[Bf-blender-cvs] [97ff37bf544] blender-v3.0-release: Cycles: perform CPU film reading in the kernel, to use AVX2 half conversion
Brecht Van Lommel
noreply at git.blender.org
Fri Nov 5 22:05:36 CET 2021
Commit: 97ff37bf54474efbce39653a1387ad55091d4964
Author: Brecht Van Lommel
Date: Fri Nov 5 21:01:23 2021 +0100
Branches: blender-v3.0-release
https://developer.blender.org/rB97ff37bf54474efbce39653a1387ad55091d4964
Cycles: perform CPU film reading in the kernel, to use AVX2 half conversion
Adds a bunch of CPU kernel function to process on row of pixels, and use those
instead of calling unoptimized implementations.
Fixes T92598
===================================================================
M intern/cycles/device/cpu/device_impl.cpp
M intern/cycles/device/cpu/device_impl.h
M intern/cycles/device/cpu/kernel.cpp
M intern/cycles/device/cpu/kernel.h
M intern/cycles/device/device.cpp
M intern/cycles/device/device.h
M intern/cycles/integrator/pass_accessor_cpu.cpp
M intern/cycles/integrator/pass_accessor_cpu.h
M intern/cycles/integrator/path_trace_work_cpu.cpp
M intern/cycles/integrator/shader_eval.cpp
M intern/cycles/kernel/device/cpu/kernel.h
M intern/cycles/kernel/device/cpu/kernel_arch.h
M intern/cycles/kernel/device/cpu/kernel_arch_impl.h
===================================================================
diff --git a/intern/cycles/device/cpu/device_impl.cpp b/intern/cycles/device/cpu/device_impl.cpp
index d494b40f71d..68dec7f0af2 100644
--- a/intern/cycles/device/cpu/device_impl.cpp
+++ b/intern/cycles/device/cpu/device_impl.cpp
@@ -68,7 +68,8 @@ CPUDevice::CPUDevice(const DeviceInfo &info_, Stats &stats_, Profiler &profiler_
{
/* Pick any kernel, all of them are supposed to have same level of microarchitecture
* optimization. */
- VLOG(1) << "Using " << kernels.integrator_init_from_camera.get_uarch_name() << " CPU kernels.";
+ VLOG(1) << "Using " << get_cpu_kernels().integrator_init_from_camera.get_uarch_name()
+ << " CPU kernels.";
if (info.cpu_threads == 0) {
info.cpu_threads = TaskScheduler::num_threads();
@@ -296,11 +297,6 @@ void CPUDevice::build_bvh(BVH *bvh, Progress &progress, bool refit)

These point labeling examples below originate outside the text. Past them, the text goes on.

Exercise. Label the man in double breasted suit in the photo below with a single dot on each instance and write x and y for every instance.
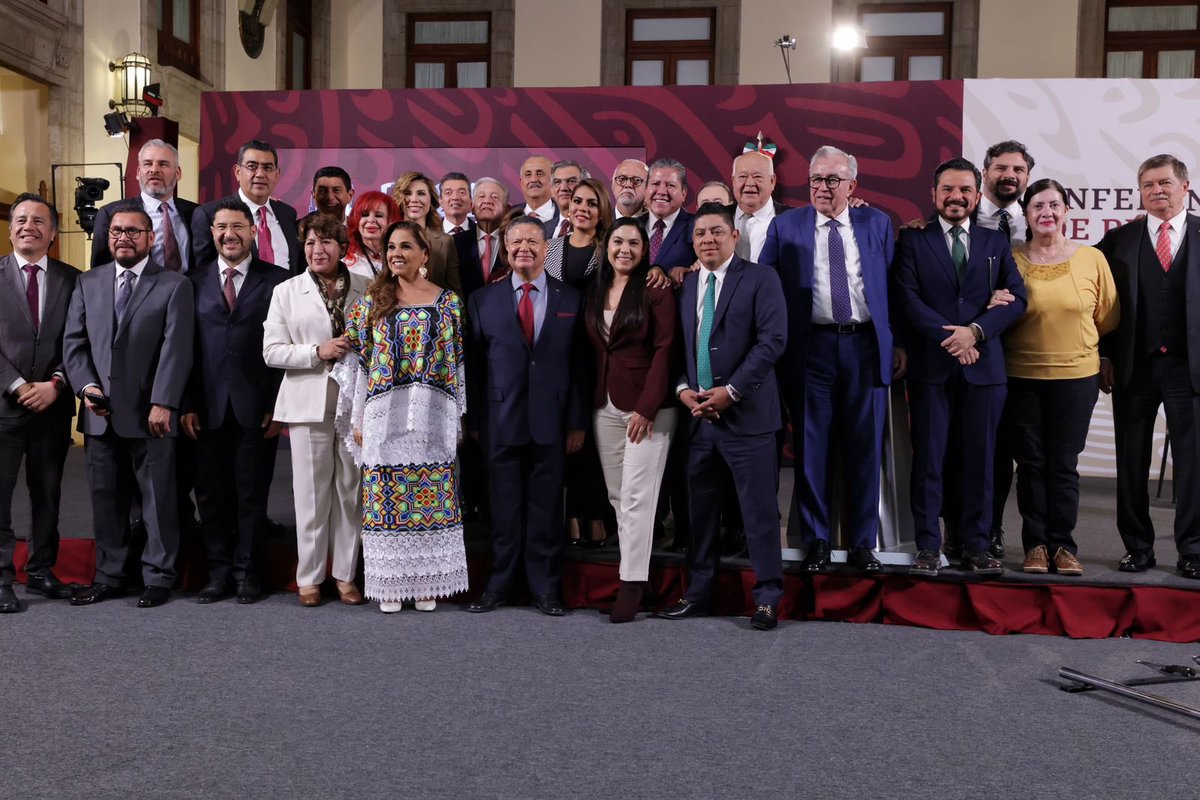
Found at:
(36, 405)
(127, 350)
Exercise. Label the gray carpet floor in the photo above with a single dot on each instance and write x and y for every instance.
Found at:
(275, 701)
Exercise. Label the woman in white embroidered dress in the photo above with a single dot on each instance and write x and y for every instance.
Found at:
(402, 398)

Device::build_bvh(bvh, progress, refit);
}
-const CPUKernels *CPUDevice::get_cpu_kernels() const
-{
- return &kernels;
-}
-
void CPUDevice::get_cpu_kernel_thread_globals(
vector<CPUKernelThreadGlobals> &kernel_thread_globals)
{
diff --git a/intern/cycles/device/cpu/device_impl.h b/intern/cycles/device/cpu/device_impl.h
index 553728ccc3b..90d217bb624 100644
--- a/intern/cycles/device/cpu/device_impl.h
+++ b/intern/cycles/device/cpu/device_impl.h
@@ -57,8 +57,6 @@ class CPUDevice : public Device {
RTCDevice embree_device;
#endif
- CPUKernels kernels;
-
CPUDevice(const DeviceInfo &info_, Stats &stats_, Profiler &profiler_);
~CPUDevice();
@@ -90,7 +88,6 @@ class CPUDevice : public Device {
void build_bvh(BVH *bvh, Progress &progress, bool refit) override;
- virtual const CPUKernels *get_cpu_kernels() const override;
virtual void get_cpu_kernel_thread_globals(
vector<CPUKernelThreadGlobals> &kernel_thread_globals) override;
virtual void *get_cpu_osl_memory() override;
diff --git a/intern/cycles/device/cpu/kernel.cpp b/intern/cycles/device/cpu/kernel.cpp
index 3b253c094fd..91c472d41e8 100644
--- a/intern/cycles/device/cpu/kernel.cpp
+++ b/intern/cycles/device/cpu/kernel.cpp
@@ -26,6 +26,9 @@ CCL_NAMESPACE_BEGIN
KERNEL_NAME_EVAL(cpu_avx, name), KERNEL_NAME_EVAL(cpu_avx2, name)
#define REGISTER_KERNEL(name) name(KERNEL_FUNCTIONS(name))
+#define REGISTER_KERNEL_FILM_CONVERT(name) \
+ film_convert_##name(KERNEL_FUNCTIONS(film_convert_##name)), \
+ film_convert_half_rgba_##name(KERNEL_FUNCTIONS(film_convert_half_rgba_##name))
CPUKernels::CPUKernels()
: /* Integrator. */
@@ -50,11 +53,25 @@ CPUKernels::CPUKernels()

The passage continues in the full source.